I am builduing a network, that splits strings into words, words into characters, embeds each character and then computes a vector represenation of this string by aggregating characters into words and words into string. Aggregation is performed with bidirectional gru layer with attention.
To test this thing, let's say I am interested in 5 words and 5 characters in this string. In this case my transformation is:
["Some string"] -> ["Some","strin","","",""] ->
["Some_","string","_____","_____","_____"] where _ is the padding symbol ) ->
[[1,2,3,4,0],[1,5,6,7,8],[0,0,0,0,0],[0,0,0,0,0],[0,0,0,0,0]] (shape 5x5)

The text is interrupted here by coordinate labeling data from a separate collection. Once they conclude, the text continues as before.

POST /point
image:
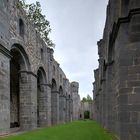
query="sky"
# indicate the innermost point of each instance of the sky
(76, 26)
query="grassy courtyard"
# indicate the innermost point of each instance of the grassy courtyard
(79, 130)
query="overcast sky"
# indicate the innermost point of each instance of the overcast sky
(76, 25)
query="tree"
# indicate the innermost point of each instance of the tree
(42, 25)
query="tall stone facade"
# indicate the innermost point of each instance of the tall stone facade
(76, 100)
(34, 91)
(117, 80)
(86, 107)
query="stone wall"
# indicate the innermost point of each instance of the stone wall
(86, 107)
(34, 90)
(117, 83)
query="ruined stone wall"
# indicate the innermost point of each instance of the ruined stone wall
(86, 106)
(76, 100)
(117, 106)
(34, 90)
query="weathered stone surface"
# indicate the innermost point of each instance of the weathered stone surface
(29, 97)
(117, 98)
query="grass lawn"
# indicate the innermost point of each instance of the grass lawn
(79, 130)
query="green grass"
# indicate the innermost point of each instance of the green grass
(79, 130)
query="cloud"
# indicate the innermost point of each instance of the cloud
(76, 27)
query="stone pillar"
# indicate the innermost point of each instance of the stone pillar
(67, 110)
(4, 94)
(62, 108)
(42, 105)
(28, 100)
(55, 107)
(48, 105)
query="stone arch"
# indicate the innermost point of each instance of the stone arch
(19, 66)
(41, 97)
(21, 28)
(54, 85)
(21, 57)
(62, 105)
(54, 103)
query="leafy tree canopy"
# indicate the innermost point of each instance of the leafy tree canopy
(42, 25)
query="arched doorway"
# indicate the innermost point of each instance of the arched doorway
(54, 103)
(19, 62)
(41, 98)
(87, 114)
(62, 105)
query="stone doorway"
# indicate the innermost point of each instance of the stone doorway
(87, 114)
(41, 98)
(20, 86)
(14, 92)
(62, 106)
(54, 103)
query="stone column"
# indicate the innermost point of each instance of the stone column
(55, 107)
(28, 100)
(4, 94)
(48, 105)
(62, 108)
(42, 105)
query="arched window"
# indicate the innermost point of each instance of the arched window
(21, 28)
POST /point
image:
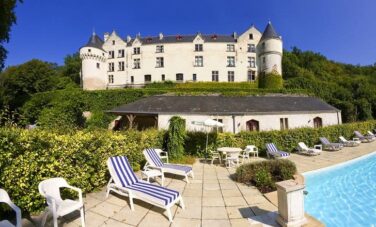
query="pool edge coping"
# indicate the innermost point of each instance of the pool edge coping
(339, 164)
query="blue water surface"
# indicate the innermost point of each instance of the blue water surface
(344, 195)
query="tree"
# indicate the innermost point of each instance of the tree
(18, 83)
(7, 19)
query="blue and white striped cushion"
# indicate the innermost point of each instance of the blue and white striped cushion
(186, 169)
(123, 170)
(159, 194)
(324, 140)
(154, 157)
(129, 180)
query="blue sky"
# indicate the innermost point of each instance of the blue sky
(342, 30)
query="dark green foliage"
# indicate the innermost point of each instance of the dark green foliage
(265, 174)
(28, 157)
(271, 81)
(176, 137)
(349, 88)
(19, 83)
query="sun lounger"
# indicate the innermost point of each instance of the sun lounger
(327, 145)
(273, 152)
(349, 143)
(153, 161)
(124, 182)
(304, 149)
(364, 139)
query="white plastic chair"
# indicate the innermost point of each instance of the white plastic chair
(215, 155)
(50, 189)
(250, 149)
(162, 154)
(4, 198)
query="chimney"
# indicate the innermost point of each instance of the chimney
(106, 35)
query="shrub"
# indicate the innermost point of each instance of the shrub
(265, 174)
(28, 157)
(271, 81)
(176, 137)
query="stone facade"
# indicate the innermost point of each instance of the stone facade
(117, 62)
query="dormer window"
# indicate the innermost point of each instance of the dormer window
(136, 50)
(199, 47)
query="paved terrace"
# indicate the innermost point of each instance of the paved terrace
(211, 199)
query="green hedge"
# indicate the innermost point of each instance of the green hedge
(265, 174)
(28, 157)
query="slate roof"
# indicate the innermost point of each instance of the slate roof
(270, 32)
(184, 39)
(214, 105)
(95, 42)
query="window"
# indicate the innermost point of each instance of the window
(251, 76)
(231, 76)
(230, 47)
(199, 61)
(215, 76)
(179, 77)
(251, 48)
(110, 79)
(136, 50)
(284, 123)
(317, 122)
(111, 67)
(159, 49)
(160, 62)
(121, 66)
(136, 63)
(121, 53)
(230, 61)
(198, 47)
(251, 62)
(111, 54)
(147, 78)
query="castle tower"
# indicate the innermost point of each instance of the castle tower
(93, 69)
(271, 50)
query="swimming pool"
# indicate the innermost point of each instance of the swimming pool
(343, 195)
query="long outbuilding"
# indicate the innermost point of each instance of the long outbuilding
(244, 113)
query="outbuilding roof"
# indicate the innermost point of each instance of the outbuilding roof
(225, 105)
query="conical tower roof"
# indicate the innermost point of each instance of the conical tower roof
(270, 33)
(95, 42)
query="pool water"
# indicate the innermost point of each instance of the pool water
(344, 195)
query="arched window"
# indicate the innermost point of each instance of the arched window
(317, 122)
(253, 125)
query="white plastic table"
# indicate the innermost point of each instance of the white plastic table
(231, 153)
(152, 173)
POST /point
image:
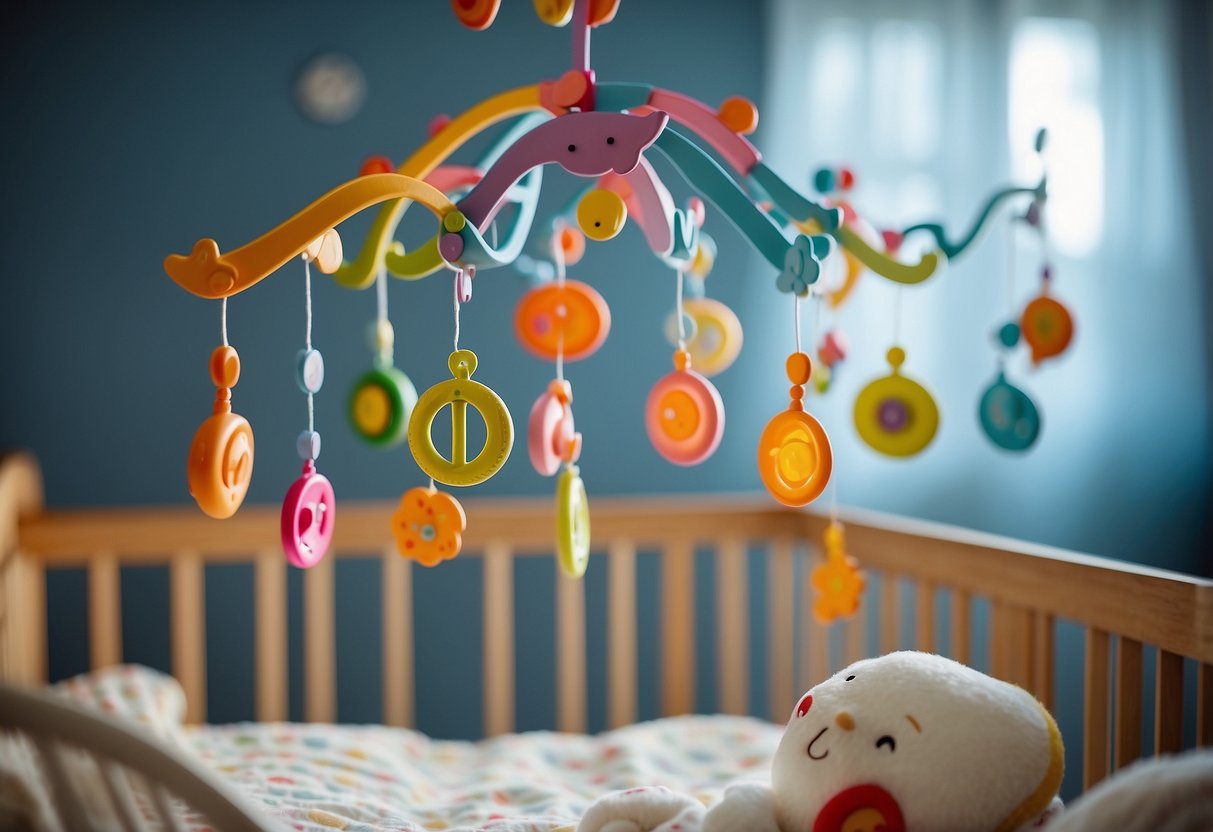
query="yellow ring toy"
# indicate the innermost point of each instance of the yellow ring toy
(895, 415)
(571, 523)
(459, 393)
(718, 335)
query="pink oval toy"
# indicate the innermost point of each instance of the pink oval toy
(684, 415)
(551, 438)
(308, 513)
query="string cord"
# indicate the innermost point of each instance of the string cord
(897, 317)
(796, 319)
(558, 262)
(678, 312)
(307, 337)
(459, 280)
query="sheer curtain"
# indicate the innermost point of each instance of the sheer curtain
(934, 104)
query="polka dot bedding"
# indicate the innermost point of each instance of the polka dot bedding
(369, 778)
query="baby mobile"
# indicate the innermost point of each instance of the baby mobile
(604, 132)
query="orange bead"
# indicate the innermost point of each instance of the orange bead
(225, 366)
(739, 114)
(799, 368)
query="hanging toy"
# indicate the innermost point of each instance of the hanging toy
(838, 582)
(895, 415)
(713, 336)
(684, 415)
(1008, 415)
(831, 352)
(565, 313)
(309, 508)
(459, 393)
(428, 525)
(220, 465)
(795, 459)
(382, 398)
(551, 438)
(1047, 324)
(571, 522)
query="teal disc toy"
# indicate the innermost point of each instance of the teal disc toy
(380, 405)
(1008, 416)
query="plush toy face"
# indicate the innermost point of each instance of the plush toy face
(915, 741)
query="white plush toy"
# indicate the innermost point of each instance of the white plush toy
(906, 741)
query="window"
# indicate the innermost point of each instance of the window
(1054, 83)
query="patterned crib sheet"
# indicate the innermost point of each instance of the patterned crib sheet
(369, 778)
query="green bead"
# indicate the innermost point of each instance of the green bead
(1009, 335)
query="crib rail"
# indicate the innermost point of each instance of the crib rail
(922, 576)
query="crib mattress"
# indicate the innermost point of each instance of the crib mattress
(369, 778)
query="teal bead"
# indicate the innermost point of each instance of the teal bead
(1009, 335)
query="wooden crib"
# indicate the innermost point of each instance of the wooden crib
(1026, 590)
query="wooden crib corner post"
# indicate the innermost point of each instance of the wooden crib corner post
(22, 576)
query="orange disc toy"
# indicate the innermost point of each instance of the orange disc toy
(684, 415)
(795, 459)
(568, 314)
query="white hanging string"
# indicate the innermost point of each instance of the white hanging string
(558, 262)
(307, 336)
(682, 324)
(897, 318)
(796, 318)
(459, 280)
(1011, 268)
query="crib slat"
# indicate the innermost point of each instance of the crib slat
(924, 616)
(1168, 704)
(319, 648)
(187, 592)
(855, 630)
(962, 633)
(104, 611)
(398, 659)
(621, 632)
(499, 638)
(780, 604)
(1205, 705)
(27, 582)
(733, 626)
(678, 628)
(570, 653)
(1020, 645)
(1128, 701)
(890, 616)
(269, 614)
(1094, 723)
(997, 638)
(1042, 657)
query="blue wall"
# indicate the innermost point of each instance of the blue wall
(135, 129)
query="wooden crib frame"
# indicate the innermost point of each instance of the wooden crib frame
(1028, 587)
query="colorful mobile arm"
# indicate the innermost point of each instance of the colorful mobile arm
(955, 249)
(360, 272)
(208, 273)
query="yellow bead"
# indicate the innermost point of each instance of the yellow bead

Next I have an embedding layer that turns every character into an embedding vector of length, let's say 6. So my feature becomes a 5x5x6 matrix. Then I pass this output to bidirectional gru layer and perform some other manipulations that are not important in this case, I believe.
The problem is that when I run it with an iterator, like
for string in strings:
output = model(string)
it seems to be working just fine (strings is a tf Dataset created from slices of 5x5), so it is a bunch of 5 by 5 matrices.

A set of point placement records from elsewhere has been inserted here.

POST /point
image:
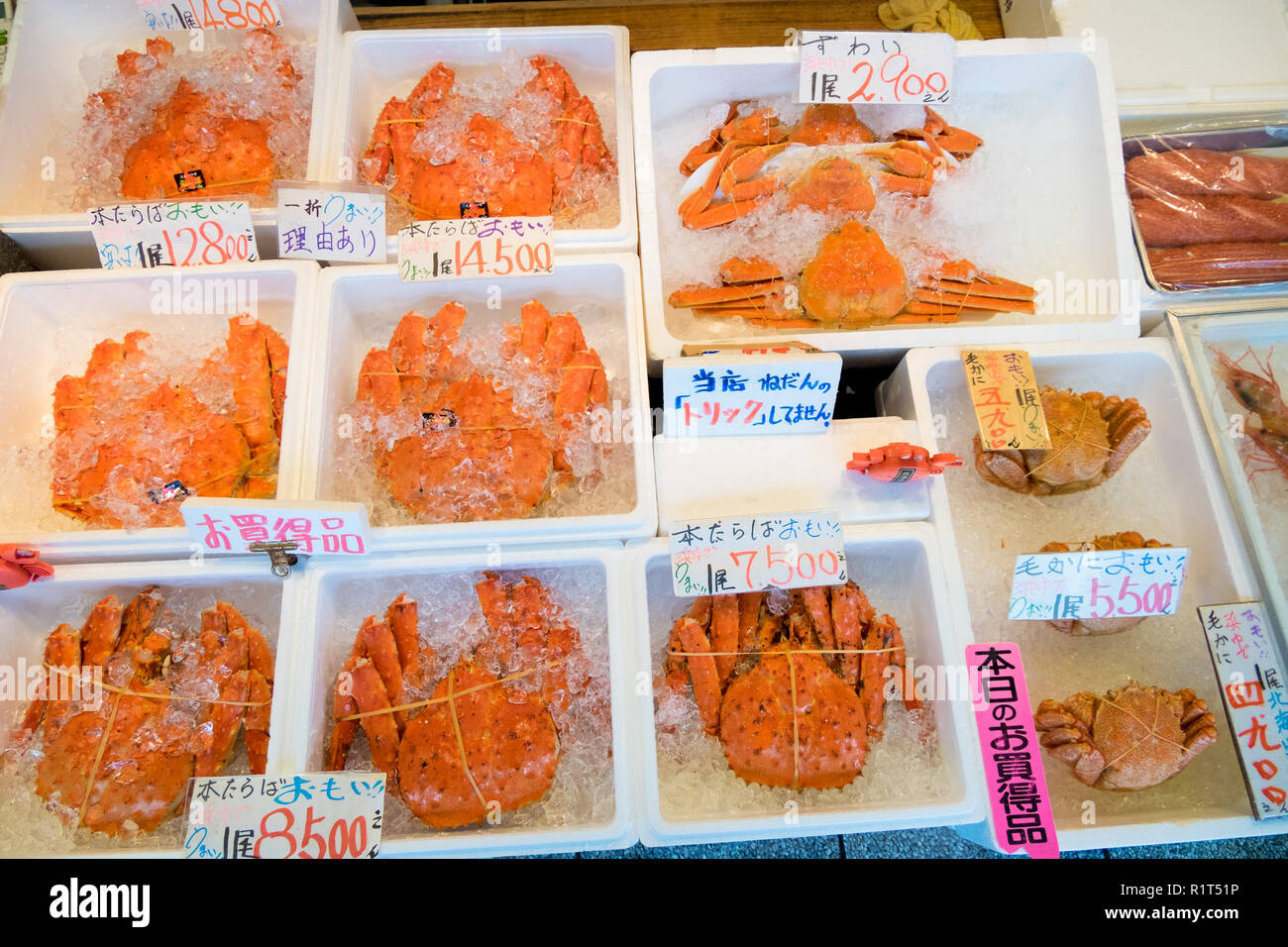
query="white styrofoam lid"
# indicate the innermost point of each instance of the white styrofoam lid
(1180, 52)
(704, 476)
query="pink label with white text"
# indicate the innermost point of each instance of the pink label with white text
(1013, 757)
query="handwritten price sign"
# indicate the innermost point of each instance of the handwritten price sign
(477, 247)
(782, 551)
(1099, 583)
(876, 68)
(172, 234)
(204, 14)
(304, 815)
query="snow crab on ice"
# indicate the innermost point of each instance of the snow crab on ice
(489, 163)
(172, 710)
(1102, 626)
(798, 698)
(475, 455)
(1091, 438)
(1131, 738)
(482, 741)
(124, 431)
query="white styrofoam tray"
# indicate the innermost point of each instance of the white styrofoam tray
(27, 616)
(50, 325)
(704, 476)
(359, 308)
(1168, 489)
(1091, 215)
(901, 570)
(381, 63)
(323, 615)
(1265, 526)
(47, 93)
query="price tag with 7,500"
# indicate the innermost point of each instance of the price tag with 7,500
(172, 234)
(780, 551)
(492, 247)
(301, 815)
(1099, 583)
(876, 68)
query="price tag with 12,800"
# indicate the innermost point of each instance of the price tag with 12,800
(876, 68)
(301, 815)
(172, 234)
(210, 14)
(1098, 585)
(476, 247)
(780, 551)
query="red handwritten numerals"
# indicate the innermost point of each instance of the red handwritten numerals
(343, 839)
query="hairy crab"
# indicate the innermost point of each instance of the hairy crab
(481, 742)
(797, 698)
(1131, 738)
(125, 432)
(1091, 438)
(174, 711)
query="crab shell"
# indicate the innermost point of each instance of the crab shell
(1129, 738)
(1091, 438)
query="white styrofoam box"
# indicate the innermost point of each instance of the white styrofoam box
(323, 616)
(359, 308)
(1076, 85)
(50, 325)
(704, 476)
(30, 613)
(48, 91)
(378, 64)
(1262, 517)
(1173, 56)
(901, 570)
(1168, 489)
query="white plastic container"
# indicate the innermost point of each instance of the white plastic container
(27, 616)
(359, 308)
(50, 325)
(1167, 489)
(323, 615)
(382, 63)
(704, 476)
(1085, 231)
(1262, 517)
(47, 91)
(898, 566)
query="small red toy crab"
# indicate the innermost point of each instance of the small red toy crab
(20, 566)
(902, 463)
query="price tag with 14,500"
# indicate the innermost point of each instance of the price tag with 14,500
(876, 68)
(301, 815)
(484, 247)
(172, 234)
(1098, 585)
(780, 551)
(210, 14)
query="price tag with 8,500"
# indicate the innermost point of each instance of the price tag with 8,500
(1098, 583)
(172, 234)
(876, 68)
(778, 551)
(303, 815)
(476, 247)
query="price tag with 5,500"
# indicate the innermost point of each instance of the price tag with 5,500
(483, 247)
(876, 68)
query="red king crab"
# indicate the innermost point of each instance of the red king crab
(481, 741)
(490, 165)
(475, 455)
(172, 709)
(797, 698)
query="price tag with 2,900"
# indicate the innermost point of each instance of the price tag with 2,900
(776, 551)
(493, 247)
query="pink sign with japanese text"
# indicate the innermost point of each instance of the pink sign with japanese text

However when I pass over to training, or working at the dataset level with functions like predict, the model fails:
model.predict(strings.batch(1))
ValueError: Input 0 of layer bidirectional is incompatible with the layer: expected ndim=3, found ndim=4. Full shape received: (None, 5, 5, 6)
As far as I understand from documentation, the bidirectional layer takes 3d tensor as an input: [batch, timesteps, feature], so in this case my input shape should look like: [batch_size,timesteps,(5,5,6)]
So the question is which transformation should I apply to the input data to get this kind of shape?